Out of the top 20 donors to UNRWA, 15 are western countries or organizations. Western European countries keep providing monetary assistance for humanitarian reasons, but this only protracts the refugees’ humanitarian plight instead of promoting their permanent resettlement.
The United States continues to acquiesce to the status quo and became an enabler, which has inadvertently prevented a humane solution to the refugees for decades.
The Arab states continue to exploit and manipulate the refugees for domestic consumption to distract their own public from their terrible socio-economic conditions and human rights violations.
Palestinian leaders have held the nearly two million refugees in the West Bank and Gaza as hostages. For nearly seven decades, they have insisted that the “right of return” of the refugees is sine qua non to the solution of the Israeli-Palestinian conflict.
This flies in the face of the poll conducted in 2003 by Dr. Khalil Shikaki, which showed that only 10 percent of the refugees in Syria, Lebanon, Jordan, the West Bank and Gaza would opt to return to Israel (their original place of residence). Since then, the number has more than likely further decreased as the prospect of returning is increasingly diminishing.
Successive Israeli governments refused to assume any responsibility and made no effort to galvanize international support to resolve the plight of the refugees. Right-wing Israeli governments who opposed a two-state solution found the persisting refugee problem to be a convenient impediment.
Ironically, in every set of negotiations in 2000 at Camp David, in 2008/2009, and 2013-2014, both sides agreed that the right of return cannot be exercised literally, and only a few thousand could rejoin their extended families in Israel over a period of few years.
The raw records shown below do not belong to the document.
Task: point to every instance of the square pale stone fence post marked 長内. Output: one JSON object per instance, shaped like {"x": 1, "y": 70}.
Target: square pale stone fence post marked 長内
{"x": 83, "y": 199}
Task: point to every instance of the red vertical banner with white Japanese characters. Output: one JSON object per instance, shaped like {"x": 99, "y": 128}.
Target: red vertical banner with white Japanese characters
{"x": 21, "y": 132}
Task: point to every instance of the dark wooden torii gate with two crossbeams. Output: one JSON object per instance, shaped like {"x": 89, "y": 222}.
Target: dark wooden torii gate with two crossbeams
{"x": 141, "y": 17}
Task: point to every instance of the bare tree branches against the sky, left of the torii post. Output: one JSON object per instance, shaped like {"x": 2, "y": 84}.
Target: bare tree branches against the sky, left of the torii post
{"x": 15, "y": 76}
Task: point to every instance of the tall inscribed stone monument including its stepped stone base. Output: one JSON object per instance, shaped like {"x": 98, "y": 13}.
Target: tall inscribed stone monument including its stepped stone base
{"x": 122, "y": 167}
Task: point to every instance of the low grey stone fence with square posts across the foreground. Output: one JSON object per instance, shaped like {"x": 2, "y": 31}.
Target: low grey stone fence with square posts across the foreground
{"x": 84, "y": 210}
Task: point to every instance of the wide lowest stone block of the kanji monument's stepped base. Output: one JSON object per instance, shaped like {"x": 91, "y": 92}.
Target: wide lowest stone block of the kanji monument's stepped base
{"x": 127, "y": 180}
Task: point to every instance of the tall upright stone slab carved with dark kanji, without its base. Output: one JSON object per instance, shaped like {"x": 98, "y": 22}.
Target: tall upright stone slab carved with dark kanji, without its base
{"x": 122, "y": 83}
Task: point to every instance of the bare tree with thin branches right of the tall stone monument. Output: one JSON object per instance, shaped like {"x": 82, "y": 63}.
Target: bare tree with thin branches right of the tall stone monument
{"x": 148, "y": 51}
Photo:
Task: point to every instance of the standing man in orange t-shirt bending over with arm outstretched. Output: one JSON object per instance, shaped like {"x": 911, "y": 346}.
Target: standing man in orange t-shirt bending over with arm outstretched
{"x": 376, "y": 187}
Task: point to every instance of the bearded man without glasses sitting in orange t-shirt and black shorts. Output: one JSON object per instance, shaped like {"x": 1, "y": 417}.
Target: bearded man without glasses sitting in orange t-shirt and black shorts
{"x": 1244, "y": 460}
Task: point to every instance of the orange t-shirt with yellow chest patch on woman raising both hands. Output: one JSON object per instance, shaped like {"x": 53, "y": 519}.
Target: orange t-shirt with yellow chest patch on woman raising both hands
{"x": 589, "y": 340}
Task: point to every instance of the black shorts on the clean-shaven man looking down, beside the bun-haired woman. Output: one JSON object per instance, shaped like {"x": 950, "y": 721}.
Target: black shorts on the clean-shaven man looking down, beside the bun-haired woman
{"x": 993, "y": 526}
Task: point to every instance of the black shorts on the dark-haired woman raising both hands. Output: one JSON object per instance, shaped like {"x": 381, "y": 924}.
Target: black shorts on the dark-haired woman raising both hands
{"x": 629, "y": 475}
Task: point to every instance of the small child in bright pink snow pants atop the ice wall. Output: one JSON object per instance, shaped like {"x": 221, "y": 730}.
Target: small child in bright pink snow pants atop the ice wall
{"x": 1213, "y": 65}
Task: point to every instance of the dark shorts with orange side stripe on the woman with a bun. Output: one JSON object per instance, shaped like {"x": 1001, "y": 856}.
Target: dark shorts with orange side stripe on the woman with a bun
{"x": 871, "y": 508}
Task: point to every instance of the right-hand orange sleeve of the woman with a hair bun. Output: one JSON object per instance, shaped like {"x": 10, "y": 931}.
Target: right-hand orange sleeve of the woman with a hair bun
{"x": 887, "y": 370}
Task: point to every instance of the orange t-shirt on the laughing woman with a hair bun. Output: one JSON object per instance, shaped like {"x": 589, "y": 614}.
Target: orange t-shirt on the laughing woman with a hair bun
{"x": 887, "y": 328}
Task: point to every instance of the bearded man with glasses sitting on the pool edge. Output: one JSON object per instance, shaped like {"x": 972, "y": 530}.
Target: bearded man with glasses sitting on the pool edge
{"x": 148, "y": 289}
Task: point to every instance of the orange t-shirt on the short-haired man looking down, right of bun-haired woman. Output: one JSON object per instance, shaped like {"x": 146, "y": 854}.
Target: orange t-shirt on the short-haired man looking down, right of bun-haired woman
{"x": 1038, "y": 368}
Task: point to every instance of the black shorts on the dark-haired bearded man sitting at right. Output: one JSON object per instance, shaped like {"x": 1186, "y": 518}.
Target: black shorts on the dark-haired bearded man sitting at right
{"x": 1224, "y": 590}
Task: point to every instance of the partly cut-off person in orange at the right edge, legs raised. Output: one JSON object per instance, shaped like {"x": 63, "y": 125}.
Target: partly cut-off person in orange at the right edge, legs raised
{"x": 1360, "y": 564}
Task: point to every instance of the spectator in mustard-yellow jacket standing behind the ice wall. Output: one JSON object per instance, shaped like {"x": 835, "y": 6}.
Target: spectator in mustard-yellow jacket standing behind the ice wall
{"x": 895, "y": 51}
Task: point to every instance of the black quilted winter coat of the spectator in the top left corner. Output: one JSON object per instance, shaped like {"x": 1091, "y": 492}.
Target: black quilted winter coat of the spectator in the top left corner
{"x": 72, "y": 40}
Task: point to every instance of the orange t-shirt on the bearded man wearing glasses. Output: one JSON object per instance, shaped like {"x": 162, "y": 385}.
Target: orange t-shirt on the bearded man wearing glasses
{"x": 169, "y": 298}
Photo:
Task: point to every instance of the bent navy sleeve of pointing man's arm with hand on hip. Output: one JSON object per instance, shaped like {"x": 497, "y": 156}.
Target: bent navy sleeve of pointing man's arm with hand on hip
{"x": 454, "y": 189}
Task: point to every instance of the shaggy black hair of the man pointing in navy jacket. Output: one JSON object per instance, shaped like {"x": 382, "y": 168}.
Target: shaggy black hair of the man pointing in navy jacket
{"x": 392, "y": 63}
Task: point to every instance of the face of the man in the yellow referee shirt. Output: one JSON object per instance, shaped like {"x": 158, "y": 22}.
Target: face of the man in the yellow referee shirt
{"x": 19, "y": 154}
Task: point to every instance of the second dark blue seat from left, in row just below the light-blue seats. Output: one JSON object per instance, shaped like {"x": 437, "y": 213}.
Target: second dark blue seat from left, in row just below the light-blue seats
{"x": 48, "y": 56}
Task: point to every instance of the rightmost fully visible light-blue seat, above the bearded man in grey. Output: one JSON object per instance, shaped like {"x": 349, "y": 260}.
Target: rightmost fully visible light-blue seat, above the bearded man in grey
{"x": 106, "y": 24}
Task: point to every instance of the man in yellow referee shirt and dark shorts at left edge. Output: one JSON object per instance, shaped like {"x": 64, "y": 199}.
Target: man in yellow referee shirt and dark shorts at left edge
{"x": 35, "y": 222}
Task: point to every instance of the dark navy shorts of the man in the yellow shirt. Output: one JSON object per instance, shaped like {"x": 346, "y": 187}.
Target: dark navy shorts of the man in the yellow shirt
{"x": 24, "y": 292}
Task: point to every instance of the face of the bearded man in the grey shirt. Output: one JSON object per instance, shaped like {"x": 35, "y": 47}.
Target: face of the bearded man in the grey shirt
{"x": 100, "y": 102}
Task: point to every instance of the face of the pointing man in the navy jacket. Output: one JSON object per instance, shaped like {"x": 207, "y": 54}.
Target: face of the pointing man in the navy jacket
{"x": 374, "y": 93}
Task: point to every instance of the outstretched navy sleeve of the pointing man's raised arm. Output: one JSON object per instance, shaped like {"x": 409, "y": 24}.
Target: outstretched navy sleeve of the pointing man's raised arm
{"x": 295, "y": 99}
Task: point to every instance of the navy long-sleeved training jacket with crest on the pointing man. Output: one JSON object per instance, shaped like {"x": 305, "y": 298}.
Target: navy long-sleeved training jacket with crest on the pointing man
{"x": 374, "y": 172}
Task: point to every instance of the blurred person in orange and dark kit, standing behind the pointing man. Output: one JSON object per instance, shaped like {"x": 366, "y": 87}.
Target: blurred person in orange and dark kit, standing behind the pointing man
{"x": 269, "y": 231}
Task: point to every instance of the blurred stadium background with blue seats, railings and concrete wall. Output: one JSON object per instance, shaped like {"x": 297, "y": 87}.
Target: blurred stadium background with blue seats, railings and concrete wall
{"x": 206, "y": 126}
It should be noted that regardless of UNRWA’s or any other entity’s definition of who is a refugee, the Palestinian “refugees” in the West Bank and Gaza are not refugees, as more than 80 percent were born in their homeland—the West Bank and Gaza—and the rest are at best internally displaced.
Those Palestinians who insist that they will never forsake the right of return will have to wait forever, and every Arab and Palestinian leader knows this fact only too well.
Instead of trying to achieve a comprehensive solution to the Israeli-Palestinian conflict, which has thus far proven to be elusive, a settlement of the refugee problem—for which there is only one solution, resettlement and or compensation—could pave the way for resolving in stages the other sticking issues.
However theoretical the right of return has become, it hangs over the Israelis’ heads and even a reference to it in any future agreements will not be acceptable, as they view it as a threat to their national identity, if not the very existence of the state.
A resolution to the refugee problem would provide an opening for the US and the EU to exert mounting pressure on Israel to make important concessions in return by starting the negotiations with borders, which the Palestinians rightfully insist upon, to define the contours of the future Palestinian state.
The donor countries should have insisted (and still can) that their contribution to rebuild much of Gaza focus on resettlement and compensation of the refugees, especially since 80 percent of Gaza’s resident are registered as refugees. A similar effort will have to be made to resettle the refugees in the West Bank as well.
Prolonging the misery of the refugees does not offer a “just solution” as the Palestinians and Arab states advocate. A just solution is decades overdue and no Arab or Palestinian leaders can justify the decades-long despondency and despair of the refugees under the guise of the “right of return.”
The Palestinian people are creative, vibrant, resourceful, and proud people; they must not continue to live in a state of contrived conditions of misery, fed with empty slogans and offered false hope about their “right of return,” only to be crushed later with the truth.